The Solicitors Qualifying Exam has had its share of bad press over the years – including from me.
Multiple-choice questions? ‘Pah! we said. ‘Child’s play!’ Boosting social diversity? ‘Hah!’ we retorted, ‘Two-tier profession!’.
With the first assessment just a few months away, however, a troubling realisation has begun to dawn. Perhaps – beyond the scepticism and the teething problems and the nostalgia for the good old days of articled clerks – the SQE isn’t such a bad idea after all.
Over the past few months, a host of City firms have developed apprenticeship schemes incorporating the new SQE assessments. Allen & Overy has created a solicitor route for school leavers – the first magic circle firm to do so – and is recruiting an initial cohort of six teenagers to start next year.

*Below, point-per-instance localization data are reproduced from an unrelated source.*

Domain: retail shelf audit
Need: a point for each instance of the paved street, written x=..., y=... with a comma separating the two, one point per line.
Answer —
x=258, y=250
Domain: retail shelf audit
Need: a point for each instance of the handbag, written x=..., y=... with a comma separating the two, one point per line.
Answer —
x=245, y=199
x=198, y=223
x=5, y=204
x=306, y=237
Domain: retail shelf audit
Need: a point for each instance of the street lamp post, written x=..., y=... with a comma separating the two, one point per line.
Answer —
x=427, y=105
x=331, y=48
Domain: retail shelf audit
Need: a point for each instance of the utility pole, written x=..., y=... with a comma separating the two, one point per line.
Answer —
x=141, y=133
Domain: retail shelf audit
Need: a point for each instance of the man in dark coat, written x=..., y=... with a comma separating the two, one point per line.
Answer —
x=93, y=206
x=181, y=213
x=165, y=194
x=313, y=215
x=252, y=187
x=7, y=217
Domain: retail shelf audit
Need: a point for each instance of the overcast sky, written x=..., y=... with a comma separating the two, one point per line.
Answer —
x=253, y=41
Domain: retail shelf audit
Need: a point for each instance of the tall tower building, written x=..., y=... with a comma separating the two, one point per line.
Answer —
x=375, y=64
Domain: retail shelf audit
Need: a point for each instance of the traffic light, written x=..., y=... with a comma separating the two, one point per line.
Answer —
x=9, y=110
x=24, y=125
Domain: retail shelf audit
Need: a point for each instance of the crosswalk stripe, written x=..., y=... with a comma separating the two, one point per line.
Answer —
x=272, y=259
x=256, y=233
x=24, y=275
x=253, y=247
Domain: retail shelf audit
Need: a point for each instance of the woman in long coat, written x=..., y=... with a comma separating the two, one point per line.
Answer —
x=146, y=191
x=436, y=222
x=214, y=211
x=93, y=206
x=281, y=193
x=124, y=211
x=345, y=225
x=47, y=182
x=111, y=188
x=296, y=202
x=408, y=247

KPMG is also targeting non-graduates for its six-year solicitor programme, which promises permanent contracts at the end of it.
Other practices are trying to make it more financially viable for graduates to enter the legal profession. As someone who occasionally dabbles with the idea of packing in journalism and becoming a solicitor myself (reporting on too many City pay rises can do that to a person), I’ve watched the space with interest. While it’s clear that some firms are simply rebranding their training contracts as ‘apprenticeships’ to sound more down-to-earth – in much the same way as Waitrose markets ‘essential’ Ardennes pâté – others promise to make a genuine difference.
Reed Smith, for instance, is introducing an ‘earn as you learn’ programme, allowing graduates to start earning a salary before finishing their legal training. Similarly, Kennedys will allow law graduates to start working without completing the legal practice course (LPC), instead gaining the required work experience in one of its professional teams.
These developments do not allay concerns that the SQE will create a two-tier profession; that trainees backed by big firms will benefit from expensive training courses, while others will rely on cheaper, online ‘crammer’ courses. Nor do they address worries that the SQE will not test students thoroughly enough and risks ‘dumbing down’ the legal profession.
However, the new initiatives may open up City firms – which are frequently chastised for being too posh, too Oxbridge, and too white – to a wider range of candidates. From September, there will be other routes into the City than completing an undergraduate degree, a few hundred vacation schemes, perhaps a law conversion course, and an expensive LPC.
It’s not perfect, but it's a step in the right direction.